Stuart Field
- Football game in 1913. (Click to enlarge.)
- Location: West Lafayette, Indiana, U.S.
- Owner: Purdue University
- Operator: Purdue University

Construction
- Opened: April 16, 1892
- Closed: 1940

Tenants
- Purdue Boilermakers football (1892–1924) Purdue Boilermakers baseball (1892–1939)

= Stuart Field =

Stadium at Purdue University in Indiana, US

Stuart Field was a stadium at Purdue University in West Lafayette, Indiana, United States. It was the home field of the Purdue Boilermakers football team from 1892 until 1924 when Ross–Ade Stadium opened. Purdue's baseball team continued to play at Stuart Field until 1939. The Elliott Hall of Music is located at Stuart Field's former site, while the west grand stand of the field was adjacent to the Purdue Armory.
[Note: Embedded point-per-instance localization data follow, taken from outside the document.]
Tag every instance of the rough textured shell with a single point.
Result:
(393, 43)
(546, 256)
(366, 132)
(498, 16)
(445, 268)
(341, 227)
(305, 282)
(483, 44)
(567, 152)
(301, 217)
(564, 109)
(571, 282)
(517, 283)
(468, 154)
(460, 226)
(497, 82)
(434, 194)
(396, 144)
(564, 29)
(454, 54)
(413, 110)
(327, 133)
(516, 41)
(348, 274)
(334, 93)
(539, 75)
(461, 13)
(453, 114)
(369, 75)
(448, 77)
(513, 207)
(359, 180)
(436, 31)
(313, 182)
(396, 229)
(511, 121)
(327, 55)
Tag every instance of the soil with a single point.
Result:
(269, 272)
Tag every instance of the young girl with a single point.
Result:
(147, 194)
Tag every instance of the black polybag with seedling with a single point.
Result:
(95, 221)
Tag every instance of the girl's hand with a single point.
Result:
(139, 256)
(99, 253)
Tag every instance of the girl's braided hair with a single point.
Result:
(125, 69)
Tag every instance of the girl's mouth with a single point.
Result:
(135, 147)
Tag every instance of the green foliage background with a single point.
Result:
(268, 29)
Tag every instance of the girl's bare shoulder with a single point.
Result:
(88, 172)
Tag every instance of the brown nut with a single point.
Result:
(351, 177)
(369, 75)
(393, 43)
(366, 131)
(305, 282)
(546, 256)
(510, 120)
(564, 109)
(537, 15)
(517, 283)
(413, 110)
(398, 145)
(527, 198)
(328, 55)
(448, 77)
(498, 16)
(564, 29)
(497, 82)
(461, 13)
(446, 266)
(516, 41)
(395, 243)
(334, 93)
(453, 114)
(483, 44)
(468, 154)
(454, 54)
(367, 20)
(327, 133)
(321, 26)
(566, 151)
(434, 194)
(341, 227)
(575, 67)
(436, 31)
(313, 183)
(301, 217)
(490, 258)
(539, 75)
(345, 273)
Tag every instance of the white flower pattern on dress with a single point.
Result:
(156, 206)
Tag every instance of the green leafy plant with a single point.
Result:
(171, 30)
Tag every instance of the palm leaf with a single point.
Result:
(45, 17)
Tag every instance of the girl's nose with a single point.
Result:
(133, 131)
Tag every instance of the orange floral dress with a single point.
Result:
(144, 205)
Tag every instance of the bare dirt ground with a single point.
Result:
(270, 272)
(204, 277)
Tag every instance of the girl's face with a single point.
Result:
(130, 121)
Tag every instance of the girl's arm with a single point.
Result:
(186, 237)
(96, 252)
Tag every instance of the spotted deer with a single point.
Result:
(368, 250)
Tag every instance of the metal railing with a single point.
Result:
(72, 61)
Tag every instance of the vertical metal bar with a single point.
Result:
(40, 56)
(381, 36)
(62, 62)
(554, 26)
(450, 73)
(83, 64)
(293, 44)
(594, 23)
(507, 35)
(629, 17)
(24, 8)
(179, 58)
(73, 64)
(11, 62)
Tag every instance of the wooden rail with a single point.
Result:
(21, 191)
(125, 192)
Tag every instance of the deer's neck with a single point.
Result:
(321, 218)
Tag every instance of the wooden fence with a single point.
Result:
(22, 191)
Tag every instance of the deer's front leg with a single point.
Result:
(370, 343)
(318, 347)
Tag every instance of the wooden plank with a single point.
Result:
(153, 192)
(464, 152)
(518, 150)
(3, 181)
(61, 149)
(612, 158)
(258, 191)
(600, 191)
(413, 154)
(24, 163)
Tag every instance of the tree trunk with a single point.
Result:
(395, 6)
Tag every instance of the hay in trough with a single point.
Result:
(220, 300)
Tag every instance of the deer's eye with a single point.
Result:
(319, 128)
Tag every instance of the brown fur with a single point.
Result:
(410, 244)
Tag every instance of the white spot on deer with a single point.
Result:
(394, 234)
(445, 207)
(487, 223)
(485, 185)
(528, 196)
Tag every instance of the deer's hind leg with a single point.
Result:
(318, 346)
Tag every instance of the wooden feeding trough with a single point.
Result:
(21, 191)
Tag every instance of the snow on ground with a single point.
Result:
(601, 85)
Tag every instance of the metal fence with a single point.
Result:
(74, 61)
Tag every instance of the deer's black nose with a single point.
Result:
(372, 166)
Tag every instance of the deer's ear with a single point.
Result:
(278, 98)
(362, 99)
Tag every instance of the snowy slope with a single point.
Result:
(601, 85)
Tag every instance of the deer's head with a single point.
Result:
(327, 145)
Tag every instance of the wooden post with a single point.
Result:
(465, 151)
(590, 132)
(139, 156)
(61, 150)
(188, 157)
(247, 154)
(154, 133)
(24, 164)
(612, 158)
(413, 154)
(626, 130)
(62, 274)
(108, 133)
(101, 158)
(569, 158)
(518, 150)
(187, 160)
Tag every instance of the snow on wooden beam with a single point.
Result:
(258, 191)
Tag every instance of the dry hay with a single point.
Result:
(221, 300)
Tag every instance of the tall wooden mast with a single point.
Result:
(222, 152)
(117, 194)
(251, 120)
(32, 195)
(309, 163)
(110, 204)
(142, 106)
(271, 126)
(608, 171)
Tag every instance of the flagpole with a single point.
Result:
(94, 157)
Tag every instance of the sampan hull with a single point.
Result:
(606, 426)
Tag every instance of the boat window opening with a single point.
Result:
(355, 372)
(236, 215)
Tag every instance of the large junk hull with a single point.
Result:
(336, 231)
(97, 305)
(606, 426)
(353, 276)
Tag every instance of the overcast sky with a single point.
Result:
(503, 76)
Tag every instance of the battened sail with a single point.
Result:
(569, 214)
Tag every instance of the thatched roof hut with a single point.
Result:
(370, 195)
The field was dedicated on April 16, 1892, and named for Charles B. and William V. Stuart, two brothers who served on the university's board of trustees. Originally a seven-acre (2.8 ha) field with 800 seats, by the 1910s it was expanded to twice that area and a seating capacity of 5,000. Stuart Field was also used for special events, including a biplane demonstration on June 13, 1911, which attracted 17,000 spectators.